Tues is the first day of school. 7 kids in 4 different schools. 3 kids are at level 1 (out of 6) of the English language learning scale. We gave them the regular school's starting talk. We had the "no fighting" talk. I'm of the philosophy that we never start fights and that the other kid gets one push/punch free and my kid walks away. The next one costs the other kid a serious "throw down-make it worth it, cause we're probably gonna get suspended" butt kickin'. We had the "be respectful, be good, take your turn, work your hardest, this is going to be serious hard work" talk. This is what I think "normal" is. We'll see.
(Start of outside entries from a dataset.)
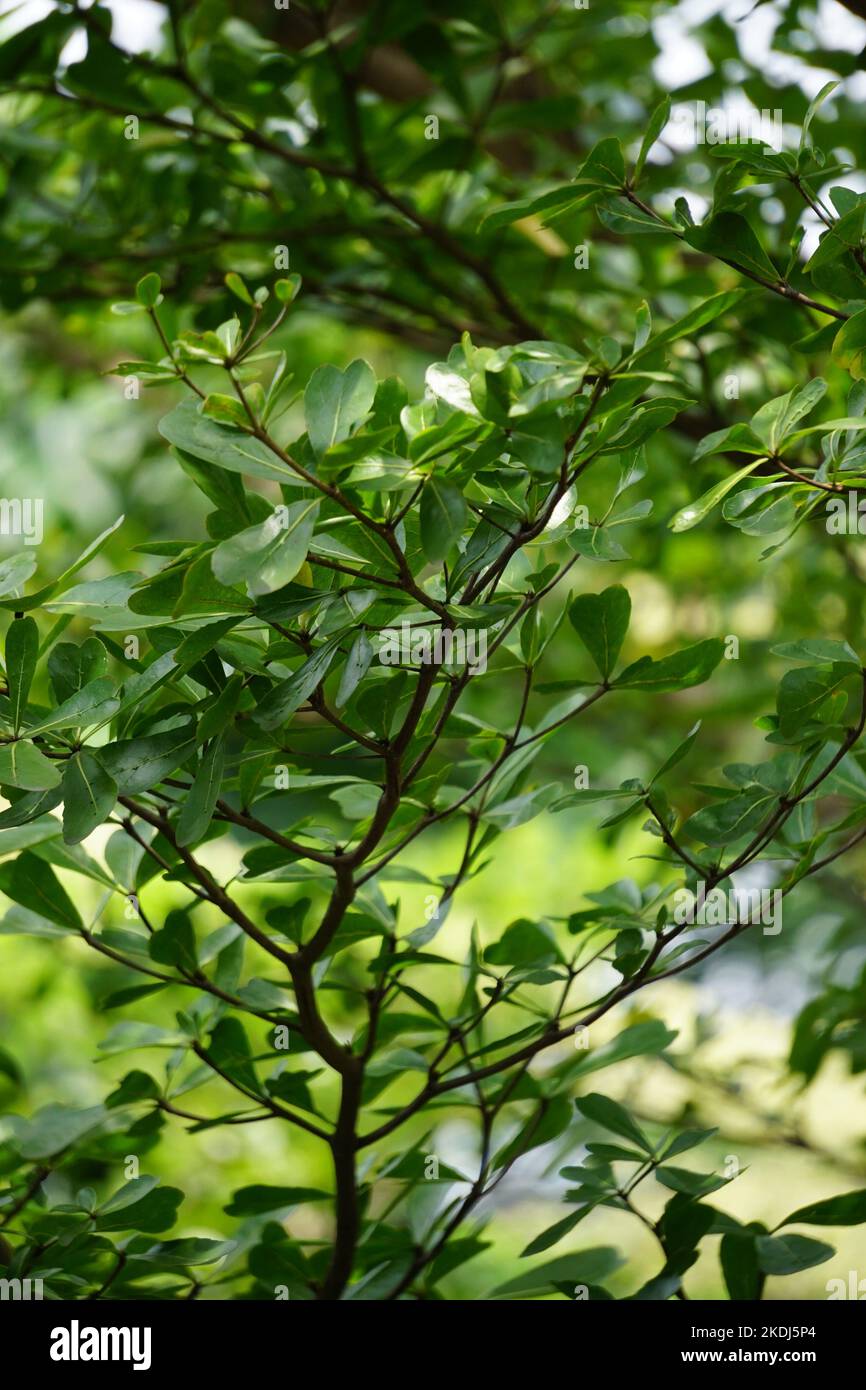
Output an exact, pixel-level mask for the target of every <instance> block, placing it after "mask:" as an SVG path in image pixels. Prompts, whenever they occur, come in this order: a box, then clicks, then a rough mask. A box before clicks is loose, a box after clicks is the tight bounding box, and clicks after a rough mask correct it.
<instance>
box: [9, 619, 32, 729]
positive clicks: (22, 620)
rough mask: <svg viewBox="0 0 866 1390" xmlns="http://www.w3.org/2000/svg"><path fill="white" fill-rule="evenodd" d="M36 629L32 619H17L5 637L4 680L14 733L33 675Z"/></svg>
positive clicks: (29, 691)
mask: <svg viewBox="0 0 866 1390" xmlns="http://www.w3.org/2000/svg"><path fill="white" fill-rule="evenodd" d="M38 655H39V628H38V627H36V624H35V621H33V619H32V617H17V619H14V620H13V623H11V624H10V630H8V632H7V634H6V680H7V684H8V702H10V714H11V719H13V728H14V730H15V733H18V730H19V728H21V721H22V719H24V712H25V709H26V701H28V695H29V692H31V685H32V682H33V676H35V674H36V657H38Z"/></svg>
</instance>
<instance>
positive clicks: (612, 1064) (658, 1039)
mask: <svg viewBox="0 0 866 1390" xmlns="http://www.w3.org/2000/svg"><path fill="white" fill-rule="evenodd" d="M676 1036H677V1033H676V1030H673V1029H667V1027H666V1026H664V1024H663V1023H662V1020H660V1019H646V1020H645V1022H644V1023H632V1024H631V1026H630V1027H627V1029H623V1031H621V1033H620V1034H619V1036H617V1037H614V1038H612V1040H610V1042H603V1044H602V1047H598V1048H591V1049H588V1051H587V1052H578V1055H577V1056H575V1058H570V1059H569V1061H567V1062H564V1063H563V1066H562V1069H560V1070H559V1073H557V1074H559V1077H560V1079H562V1077H563V1076H567V1077H569V1080H571V1081H573V1080H577V1079H578V1077H582V1076H588V1074H589V1073H591V1072H601V1070H602V1069H603V1068H606V1066H613V1065H614V1063H616V1062H626V1061H627V1059H628V1058H632V1056H657V1055H659V1054H660V1052H663V1051H664V1049H666V1048H667V1047H670V1044H671V1042H673V1041H674V1038H676Z"/></svg>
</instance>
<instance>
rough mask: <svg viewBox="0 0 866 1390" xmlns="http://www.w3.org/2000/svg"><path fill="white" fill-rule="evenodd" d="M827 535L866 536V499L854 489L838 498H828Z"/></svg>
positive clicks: (849, 488) (826, 528)
mask: <svg viewBox="0 0 866 1390" xmlns="http://www.w3.org/2000/svg"><path fill="white" fill-rule="evenodd" d="M826 530H827V535H866V499H860V496H859V493H858V492H855V489H853V488H849V489H848V492H845V493H841V495H840V496H838V498H827V520H826Z"/></svg>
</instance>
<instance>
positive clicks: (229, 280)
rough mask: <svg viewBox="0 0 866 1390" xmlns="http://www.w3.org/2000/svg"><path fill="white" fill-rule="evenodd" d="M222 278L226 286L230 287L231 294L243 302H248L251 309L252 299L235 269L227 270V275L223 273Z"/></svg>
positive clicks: (245, 287) (245, 303) (252, 306)
mask: <svg viewBox="0 0 866 1390" xmlns="http://www.w3.org/2000/svg"><path fill="white" fill-rule="evenodd" d="M224 279H225V285H227V288H228V289H231V292H232V295H236V296H238V299H240V300H242V302H243V303H245V304H249V306H250V309H252V307H253V304H254V299H253V296H252V295H250V292H249V289H247V288H246V285H245V284H243V281H242V278H240V275H238V272H236V271H234V270H229V272H228V275H225V277H224Z"/></svg>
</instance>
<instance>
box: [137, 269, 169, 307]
mask: <svg viewBox="0 0 866 1390" xmlns="http://www.w3.org/2000/svg"><path fill="white" fill-rule="evenodd" d="M161 288H163V282H161V279H160V277H158V275H157V274H156V271H150V274H149V275H142V278H140V279H139V282H138V285H136V286H135V297H136V299H138V302H139V304H143V306H145V309H154V307H156V306H157V304H158V302H160V299H161V297H163V296H161V295H160V291H161Z"/></svg>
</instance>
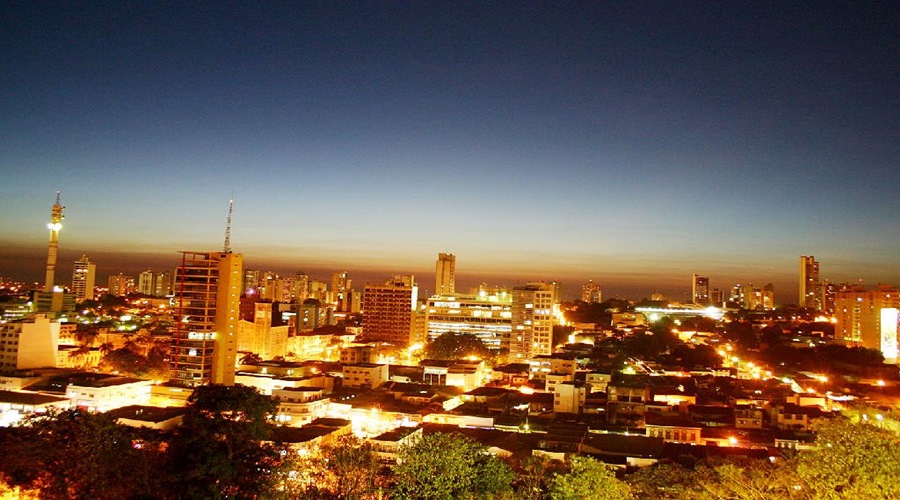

We'll watch as the 3 new recruits come home with big smiles from the new experiences, and blinding headaches from having to concentrate so hard. They'll be taking naps on the buses on the way home, they'll be so exhausted. We'll help as much as we can and do everything we can to make it as successful as it can be for them - without doing the work for them - of course. I look forward to the stories of the day. The new kids they meet. The new way of doing things that are different than on The Beach or in Ethiopia. The way the new girls are such snits and which cliques are worse than others. You know the saying about how young teen girls are the meanest creatures on earth? Being the new kids in school make my girls the easy targets, unfortunately. My oldest appears to be beyond that. I hope I'm right.
I'm settling into my job and am praying that it will be my last - ever! Well, gotta go. We're getting up in the morning to go to the beach for the day. I haven't been since June, so I'm looking forward to it. Strike that - it pouring outside and is supposed to rain all week!